Your doctor will ask questions regarding your symptoms, as well as when they manifest. This will help identify the cause of the symptoms. They’ll also conduct physical examinations, which include tests to determine your hearing and balance.
Peripheral vertigo is triggered by issues with the inner ear. It can be triggered by head movements, and usually lasts only several minutes.
Particles repositioning movement
The Epley maneuver is a sequence of head movements that help relieve BPPV symptoms. The movements aid in moving calcium carbonate crystals from your utricle back into your semicircular channels, where they belong. The calcium carbonate crystals that are rogue are then able to dissolve or be absorbed by your body.
You can try the Epley maneuver at home, however it is essential to have an audiologist or doctor show you how. A wrong method can cause your dizziness.
Another treatment option for BPPV is a technique called canalith-repositioning procedures (CRP). It involves moving the particles that cause your vertigo out of the semicircular canals that are filled with fluid in your ear’s inner canal to an area of your ear that does not trigger dizziness. After a couple of treatments it is generally effective. You may also undergo a surgical procedure that involves a bone graft put in your inner ear. This option is usually only used when other methods don’t work.
Home balance exercises
Different exercises for balance at home can help improve vertigo symptoms, including instability or dizziness. These exercises can involve eye movement control, walking in place, and other moves. Your healthcare provider will tailor the exercises to suit your particular needs. The medication may also be prescribed to treat motion sickness.
You can try the Epley maneuver to help reposition calcium crystals in the semicircular canals in case your vertigo is due to BPPV. This can help reduce or eliminate vertigo attacks. The procedure involves lying on your back and bending your head 90° to one side, for example to the left. After 30 seconds, you need to sit up on the opposite side of the table.
Vertigo can be caused by a variety of conditions, including heart disease and diabetes. In these cases, treating underlying conditions typically eliminates vertigo. Other causes can be addressed through a treatment that targets the symptom, such as medication for nausea or anxiety.

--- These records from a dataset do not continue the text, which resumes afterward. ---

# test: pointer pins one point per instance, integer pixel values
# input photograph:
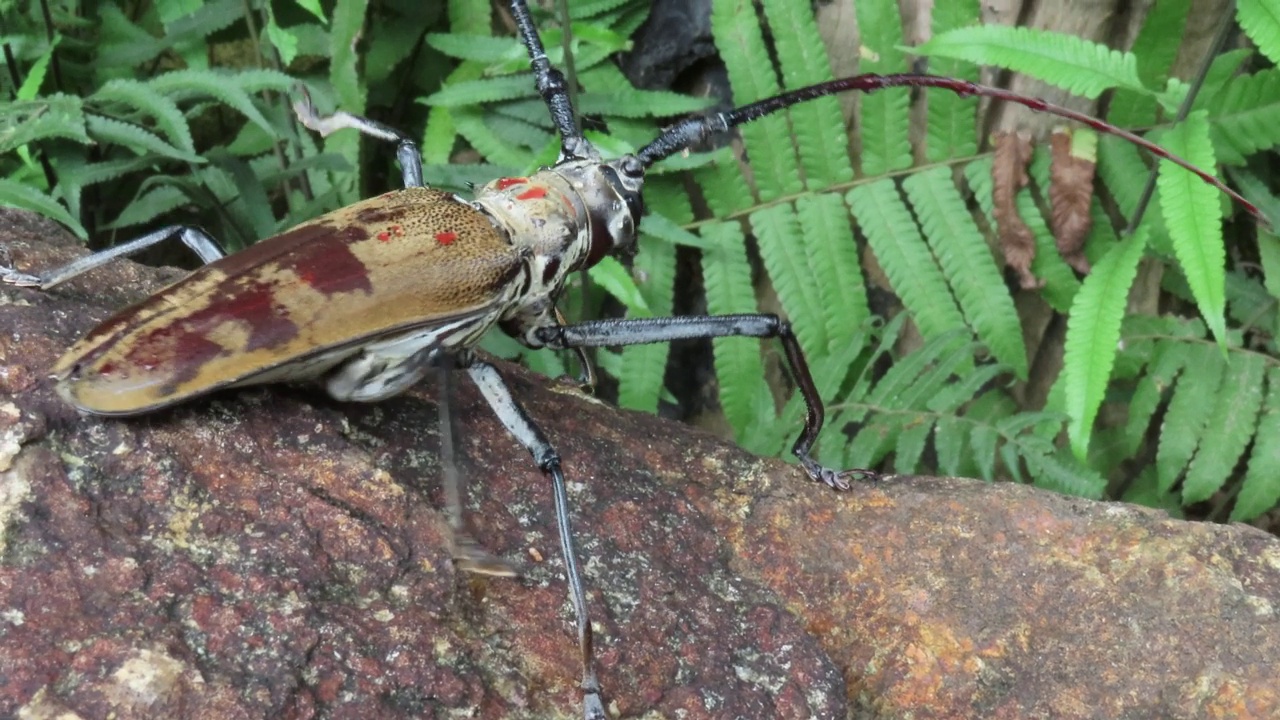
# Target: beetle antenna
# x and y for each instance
(695, 130)
(552, 86)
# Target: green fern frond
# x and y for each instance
(133, 94)
(1185, 418)
(883, 130)
(183, 85)
(1168, 360)
(476, 48)
(54, 115)
(967, 261)
(484, 90)
(818, 127)
(1261, 22)
(1230, 427)
(906, 260)
(1074, 64)
(952, 121)
(1093, 335)
(18, 195)
(1155, 49)
(833, 263)
(1246, 117)
(1261, 487)
(1193, 214)
(115, 132)
(737, 33)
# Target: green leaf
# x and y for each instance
(818, 126)
(1261, 488)
(1093, 336)
(1187, 415)
(1193, 214)
(133, 94)
(18, 195)
(1261, 22)
(1230, 428)
(54, 115)
(967, 261)
(905, 258)
(106, 130)
(739, 370)
(1074, 64)
(739, 37)
(883, 123)
(616, 279)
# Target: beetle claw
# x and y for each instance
(839, 479)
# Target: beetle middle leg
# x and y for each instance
(406, 150)
(548, 460)
(603, 333)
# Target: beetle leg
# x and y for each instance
(552, 86)
(193, 238)
(586, 369)
(469, 555)
(528, 434)
(600, 333)
(406, 150)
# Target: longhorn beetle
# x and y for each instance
(368, 299)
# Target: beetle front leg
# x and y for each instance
(603, 333)
(193, 238)
(528, 434)
(406, 150)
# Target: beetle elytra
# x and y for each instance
(368, 300)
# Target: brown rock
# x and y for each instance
(273, 554)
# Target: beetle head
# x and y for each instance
(615, 205)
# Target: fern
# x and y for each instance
(1074, 64)
(1261, 22)
(1093, 333)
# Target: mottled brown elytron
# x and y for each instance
(369, 297)
(407, 264)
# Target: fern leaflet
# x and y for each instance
(1074, 64)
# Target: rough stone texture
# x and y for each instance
(272, 554)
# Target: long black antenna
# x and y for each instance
(552, 86)
(695, 130)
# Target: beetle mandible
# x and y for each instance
(304, 305)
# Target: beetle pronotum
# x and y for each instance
(304, 305)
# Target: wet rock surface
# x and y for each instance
(274, 554)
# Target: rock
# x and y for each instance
(274, 554)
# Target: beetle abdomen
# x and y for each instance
(411, 258)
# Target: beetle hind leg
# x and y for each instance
(195, 238)
(602, 333)
(528, 434)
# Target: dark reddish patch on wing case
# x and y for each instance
(324, 259)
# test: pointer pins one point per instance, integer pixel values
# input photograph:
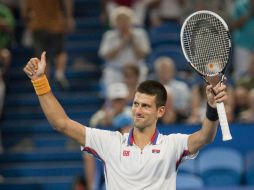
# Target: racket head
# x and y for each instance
(205, 42)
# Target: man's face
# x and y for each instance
(144, 111)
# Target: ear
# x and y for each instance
(161, 111)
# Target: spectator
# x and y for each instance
(167, 11)
(115, 105)
(49, 21)
(247, 80)
(131, 76)
(165, 74)
(241, 101)
(122, 45)
(139, 7)
(243, 35)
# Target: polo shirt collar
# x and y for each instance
(153, 139)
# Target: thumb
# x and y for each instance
(43, 58)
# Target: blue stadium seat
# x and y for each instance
(221, 167)
(250, 168)
(35, 169)
(41, 183)
(188, 181)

If your dizziness is caused by benign paroxysmal positional vertigo (BPPV) It is possible to typically eliminate it with a few quick actions. They involve rapid head shifting. This technique is known as canalith repositioning, also known as Epley maneuvers. You are able to learn how to do it yourself or have your doctor show you. The procedure moves the otoconial agglomerate from the semicircular canal into the Utricular space, so that it will no longer cause vertigo in the position of a person.
Other treatments might be needed in the case of an underlying issue that is the cause of your symptoms. For example, if you have an ear condition that is causing BPPV, your doctor might prescribe a medication to relieve your symptoms. They may also recommend physical therapy or counseling.
If you are suffering from vertigo, it is important to take the necessary precautions. For example, remove any tripping hazards from your home. It is recommended to lie down when you feel symptoms appear and should not attempt to read or work until they disappear.
BPPV is the most common cause of vertigo. This happens when tiny calcium particles (canaliths) get dislodged from the utricle in your inner ear and into one of the semicircular canals where they don’t belong. The cause of dizziness is the shift of your head or changes in the position of your body. Canalith techniques for repositioning, such as the Epley maneuver, can help to shift crystals back into your utricle. These are specific head moves that your healthcare professional can do in their office or teach you how to do them at home.
Your doctor may also suggest tests to determine the root cause of your vertigo. These may include electronystagmography (ENG) or videonystagmography (VNG), which measure involuntary eye movements while you move your head and try to maintain a steady gaze. Magnetic resonance imaging (MRI) can be used to analyze the structure of your head and ear. Medications may be prescribed to reduce nausea and vomiting.